376: Bloom Filter
Tutorial Video
Text description (accessibility)
This video demonstrates the "376: Bloom Filter" functional Rust example. Difficulty level: Advanced. Key concepts covered: Functional Programming. Checking exact membership in a large set requires storing all elements, which is expensive when the set contains billions of items (URLs, email addresses, IP addresses). Key difference from OCaml: 1. **Bit manipulation**: Rust uses `Vec<u64>` with explicit bitwise indexing (`i / 64`, `1u64 << (i % 64)`); OCaml would use `Bytes` with `Bytes.get_uint8`/`lor`/`land` operations.
Tutorial
The Problem
Checking exact membership in a large set requires storing all elements, which is expensive when the set contains billions of items (URLs, email addresses, IP addresses). Burton Howard Bloom introduced a probabilistic approach in 1970: use a bit array and multiple hash functions to answer "is this element in the set?" with guaranteed no false negatives but a tunable false positive rate. A Bloom filter can represent 1 billion URLs using only ~1.2 GB at 1% false positive rate — orders of magnitude less than a hash set.
Bloom filters appear in database join optimization (BigTable, Cassandra use them to avoid disk reads), network packet routing, malware URL databases (Chrome's Safe Browsing), spell checkers, and distributed cache pre-screening.
🎯 Learning Outcomes
u64 arrays efficiently represents the bit array in RustCode Example
#![allow(clippy::all)]
//! Bloom Filter
//!
//! Probabilistic data structure for set membership with no false negatives.

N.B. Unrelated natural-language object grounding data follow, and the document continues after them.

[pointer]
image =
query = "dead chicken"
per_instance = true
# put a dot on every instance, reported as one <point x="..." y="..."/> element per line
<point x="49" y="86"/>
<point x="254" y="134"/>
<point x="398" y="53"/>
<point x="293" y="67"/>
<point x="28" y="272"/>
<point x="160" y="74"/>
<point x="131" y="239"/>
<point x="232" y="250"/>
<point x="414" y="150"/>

use std::collections::hash_map::DefaultHasher;
use std::hash::{Hash, Hasher};
/// A Bloom filter for probabilistic set membership testing
pub struct BloomFilter {
bits: Vec<u64>,
m: usize,
k: usize,
count: usize,
}
impl BloomFilter {
/// Create a new Bloom filter for given capacity and false positive rate
pub fn new(capacity: usize, fp_rate: f64) -> Self {
let m = (-(capacity as f64 * fp_rate.ln()) / (2f64.ln().powi(2))).ceil() as usize;
let k = ((m as f64 / capacity as f64) * 2f64.ln()).ceil() as usize;
let m = m.max(64);
let k = k.max(1);
Self {
bits: vec![0u64; m.div_ceil(64)],
m,
k,
count: 0,
}
}
fn hash_val<T: Hash>(&self, item: &T, seed: u64) -> usize {
let mut hasher = DefaultHasher::new();
seed.hash(&mut hasher);
item.hash(&mut hasher);
(hasher.finish() as usize) % self.m
}
fn set_bit(&mut self, i: usize) {
self.bits[i / 64] |= 1u64 << (i % 64);
}
fn get_bit(&self, i: usize) -> bool {
(self.bits[i / 64] >> (i % 64)) & 1 == 1
}
/// Insert an item
pub fn insert<T: Hash>(&mut self, item: &T) {
for seed in 0..self.k as u64 {
let idx = self.hash_val(item, seed);
self.set_bit(idx);
}
self.count += 1;
}
/// Check if item might be in the set (may have false positives)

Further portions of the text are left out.